Fermiamoci qui e rimandiamo all’approfondimento citato, mentre ora torniamo alle “iPhone Face” e alle “Instagram Face”.

Già detto dei casting, sempre più mirati all’individuazione di profili affini ai volti che vediamo quotidianamente in giro per i social, concentriamo l’attenzione sugli aspetti tecnici che hanno portato allo sviluppo delle definizioni. L’estetica dei protagonisti di film e serie tv ricorda sempre più le foto scattate con un iPhone in modalità ritratto: ultra-definite, iper-luminose, senza difetti visibili. Si arriva addirittura regolare le proporzioni facciali, quando non si rispondono a certe esigenze. Le post-produzioni stanno uniformando i volti, anche quando sarebbero naturalmente più “interessanti” di così. Più “belli” secondo certi criteri, ma meno veri.

L’intervento della tecnologia si connette così all’utilizzo di cosmetici e di prodotti che riducono le imperfezioni, applicando quanto serve sia nelle tecniche di ripresa che nell’applicazioni di filtri affini a quelli usati quotidianamente sui social. Una scelta estetica, talvolta un’esigenza. Il passaggio dalla pellicola al digitale, evocato di recente anche a proposito delle serie tv e i film sempre più bui, ha enfatizzato le irregolarità della pelle, le rughe e i pori che molti sentono il bisogno di eliminare artificialmente. Anche le luci usate giocano un ruolo importante: a favore della “perfezione” si perde la profondità dei volti.

Un esempio significativo in tal senso riguarda la serie tv Emily in Paris, ricca di “iPhone Face” e di “Instagram Face”.

L’estetica della serie sembra uscire da una campagna pubblicitaria di profumi. La serie Netflix si distingue per un approccio visivo brillante e saturo, con colori vivaci e una luce morbida che limita fortemente le ombre. I volti degli attori, illuminatissimi, si presentano con una levigatezza quasi irreale, affine a quello delle pubblicità di moda o dei servizi fotografici per riviste di lusso. In questo caso, la funzione narrativa ed espressiva è persino ovvia, visto il contesto nel quale è ambientata la serie. Si è arrivati a dire pure questo: “Non sembra Parigi, sembra un sogno costruito per un editoriale di Vogue”. Su Reddit, invece, fioccano i commenti di chi sostiene che “ogni fotogramma di Emily in Paris sia stato pensato per essere un post su Instagram”.

Robert De Niro e il de aging in The Irishman
Credits: Wired

I fenomeni della “iPhone Face” e della “Instagram Face” si ritrovano così in innumerevoli produzioni, portando a riflettere sulle opportunità delle spasmodiche modifiche digitali nella loro globalità.
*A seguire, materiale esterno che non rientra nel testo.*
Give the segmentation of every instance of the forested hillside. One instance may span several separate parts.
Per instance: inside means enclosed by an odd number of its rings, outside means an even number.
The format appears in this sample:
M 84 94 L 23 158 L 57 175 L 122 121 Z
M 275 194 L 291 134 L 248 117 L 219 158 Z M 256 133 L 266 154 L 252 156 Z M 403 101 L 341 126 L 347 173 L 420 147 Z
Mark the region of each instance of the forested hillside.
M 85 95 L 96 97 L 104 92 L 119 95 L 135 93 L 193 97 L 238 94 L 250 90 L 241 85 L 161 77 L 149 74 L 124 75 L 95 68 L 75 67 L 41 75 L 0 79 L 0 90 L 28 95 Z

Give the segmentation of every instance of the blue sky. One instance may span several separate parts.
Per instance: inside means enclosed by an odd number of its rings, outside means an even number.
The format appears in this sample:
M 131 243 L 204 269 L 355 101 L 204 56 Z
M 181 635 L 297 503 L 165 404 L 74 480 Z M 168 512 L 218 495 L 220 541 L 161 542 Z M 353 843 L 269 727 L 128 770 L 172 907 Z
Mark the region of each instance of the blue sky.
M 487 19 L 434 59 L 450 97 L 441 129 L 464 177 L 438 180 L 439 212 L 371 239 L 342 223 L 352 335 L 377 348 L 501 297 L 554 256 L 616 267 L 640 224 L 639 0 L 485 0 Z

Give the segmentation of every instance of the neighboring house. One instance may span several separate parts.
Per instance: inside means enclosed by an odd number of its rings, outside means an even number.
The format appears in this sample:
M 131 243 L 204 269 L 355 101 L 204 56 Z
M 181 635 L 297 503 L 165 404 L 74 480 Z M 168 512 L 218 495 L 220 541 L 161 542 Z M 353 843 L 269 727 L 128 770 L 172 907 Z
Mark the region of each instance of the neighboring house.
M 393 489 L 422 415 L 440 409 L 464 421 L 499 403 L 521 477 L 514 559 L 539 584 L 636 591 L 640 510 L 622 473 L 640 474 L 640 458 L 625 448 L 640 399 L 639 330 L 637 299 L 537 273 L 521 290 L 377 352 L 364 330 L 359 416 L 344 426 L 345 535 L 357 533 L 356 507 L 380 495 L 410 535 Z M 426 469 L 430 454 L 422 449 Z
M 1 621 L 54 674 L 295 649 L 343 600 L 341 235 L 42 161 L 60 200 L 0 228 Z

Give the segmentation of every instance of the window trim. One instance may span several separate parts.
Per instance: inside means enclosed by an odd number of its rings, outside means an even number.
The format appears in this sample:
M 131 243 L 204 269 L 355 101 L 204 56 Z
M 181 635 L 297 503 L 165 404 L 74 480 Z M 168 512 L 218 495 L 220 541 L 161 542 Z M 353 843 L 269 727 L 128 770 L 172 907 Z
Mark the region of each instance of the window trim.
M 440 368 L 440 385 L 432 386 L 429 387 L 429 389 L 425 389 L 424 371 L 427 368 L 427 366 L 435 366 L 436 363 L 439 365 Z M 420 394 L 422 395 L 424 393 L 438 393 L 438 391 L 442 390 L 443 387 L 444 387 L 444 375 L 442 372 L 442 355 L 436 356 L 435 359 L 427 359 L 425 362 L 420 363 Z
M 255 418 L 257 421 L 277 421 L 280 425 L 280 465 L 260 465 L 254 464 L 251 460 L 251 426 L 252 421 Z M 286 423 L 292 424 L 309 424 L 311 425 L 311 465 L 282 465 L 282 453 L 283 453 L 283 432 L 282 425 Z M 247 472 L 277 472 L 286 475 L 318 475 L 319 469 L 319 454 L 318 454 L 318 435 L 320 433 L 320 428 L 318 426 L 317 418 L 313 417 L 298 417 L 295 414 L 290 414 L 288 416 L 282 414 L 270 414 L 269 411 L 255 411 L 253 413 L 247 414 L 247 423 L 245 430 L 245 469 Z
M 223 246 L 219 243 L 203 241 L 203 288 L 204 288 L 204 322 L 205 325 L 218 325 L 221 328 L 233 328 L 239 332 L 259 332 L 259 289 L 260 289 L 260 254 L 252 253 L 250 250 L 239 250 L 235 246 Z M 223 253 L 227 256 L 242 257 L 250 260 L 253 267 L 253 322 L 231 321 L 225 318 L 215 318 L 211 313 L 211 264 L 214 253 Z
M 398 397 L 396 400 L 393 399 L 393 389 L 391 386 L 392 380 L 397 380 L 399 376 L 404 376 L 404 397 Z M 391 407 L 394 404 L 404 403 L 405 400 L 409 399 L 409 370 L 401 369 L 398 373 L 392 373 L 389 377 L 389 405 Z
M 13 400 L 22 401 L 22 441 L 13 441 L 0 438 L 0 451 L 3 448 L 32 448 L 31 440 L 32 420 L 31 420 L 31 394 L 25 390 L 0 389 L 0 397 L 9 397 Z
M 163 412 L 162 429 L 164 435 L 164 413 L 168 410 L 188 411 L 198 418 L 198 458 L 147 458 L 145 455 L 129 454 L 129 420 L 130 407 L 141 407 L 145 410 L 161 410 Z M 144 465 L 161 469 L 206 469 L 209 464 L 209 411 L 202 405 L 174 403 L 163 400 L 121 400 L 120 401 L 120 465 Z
Si arriva ad alcune evidenti esagerazioni, anche quando l’applicazione dei filtri risponde a esigenze specifiche che non si associano a una qualche ricerca della “bellezza perfetta”. Si pensi, per esempio, alla post-produzione oltremisura artificiosa di uno degli ultimi film di Martin Scorsese, il bellissimo The Irishman. Il de-aging applicato su De Niro, seppure fondamentale a livello di trama e foriero, di conseguenza, di opportunità narrative intriganti, creò un effetto piuttosto anomalo sul volto del celebre attore, tanto da renderlo quantomeno “strano”.

Parallelamente, molti segnalarono l’applicazione dei filtri e dei ritocchi vari per alcuni film della Marvel degli ultimi anni, come per esempio Ant-Man and the Wasp: Quantumania.

È davvero necessario intervenire così massivamente? Le esigenze attuali del mercato danno una risposta affermativa, ma ci sono altri aspetti da considerare.

Insomma, è chiaro: i fenomeni della “iPhone Face” e della “Instagram Face” sono reali, seppure vengano spesso distorti da una percezione esagerata da parte di una porzione significativa di pubblico, soprattutto nel primo caso. È un segno dei tempi, ma anche un potenziale problema. Al di là degli “incidenti” sul volto di De Niro, è evidente che sia importante trovare una misura nell’utilizzo della tecnologia per preservare una certa credibilità. Ne sa qualcosa la regista Greta Gerwig: l’autrice del fortunatissimo Barbie ha scelto di non applicare lo “smoothing digitale” sui volti per il film, ottenendo un risultato estetico eccezionale. L’autenticità si è così inserita armonicamente in un mondo fantasioso, col massimo equilibrio. Altrettanto si potrebbe evidenziare per le scelte fatte da Denis Villeneuve per Dune: qui l’autore ha puntato su un look più materico e naturale, senza eccessi digitali, ottenendo un risultato simile.

I due casi citati, peraltro, evocano un ulteriore scenario.

Le scelte in sede di casting coinvolgono molte delle iPhone Face citate in precedenza (Timothée Chalamet e Zendaya, ma anche Rebecca Ferguson), valorizzate tuttavia attraverso una fotografia più cruda e autentica. Si è così restituita l’armonia “contemporanea” attraverso un bilanciamento realistico, tracciando una strada che con ogni probabilità verrà portata avanti anche in futuro.

Zendaya in Dune
Credits: Warner Bros.

La sensazione, d’altronde, è che il trend stia attraversando una fase di transizione. Se da un lato è insita nella natura umana la ricerca spasmodica della perfezione, figlia soprattutto del confronto costante col prossimo, dall’altra c’è una Generazione Z che sfugge sempre più spesso alle tossicità del fenomeno e oggi si presenta in pubblico con più naturalezza e spontaneità.

Per il momento si parla di una fase dalle linee ambigue nelle quali si tende ancora all’applicazione di filtri “ingombranti” e all’aspirazione a modelli assimilabili alle “iPhone Face”, ma la nuova consapevolezza che si sta acquisendo potrebbe portare a evoluzioni conseguenti nell’industria di Hollywood nei prossimi anni. I paradigmi globali potrebbero cambiare e portare con sé una nuova estetica di film e serie tv, più fedeli alla realtà che a una perfezione artificiosa.

Sarà davvero così? Staremo a vedere, ma una cosa è certa: la perfezione sarà sempre e solo una questione soggettiva, con la speranza che in futuro possa diventare un po’ meno interessante. Il sogno ideale, d’altronde, diventa quasi sempre il peggiore degli incubi. Avevano ragione i vecchi, e hanno altrettanto ragione i più giovani: non esiste, non sul serio. E per fortuna, va benissimo così. È sempre bene tenere The Substance all’interno dei confini di un film horror.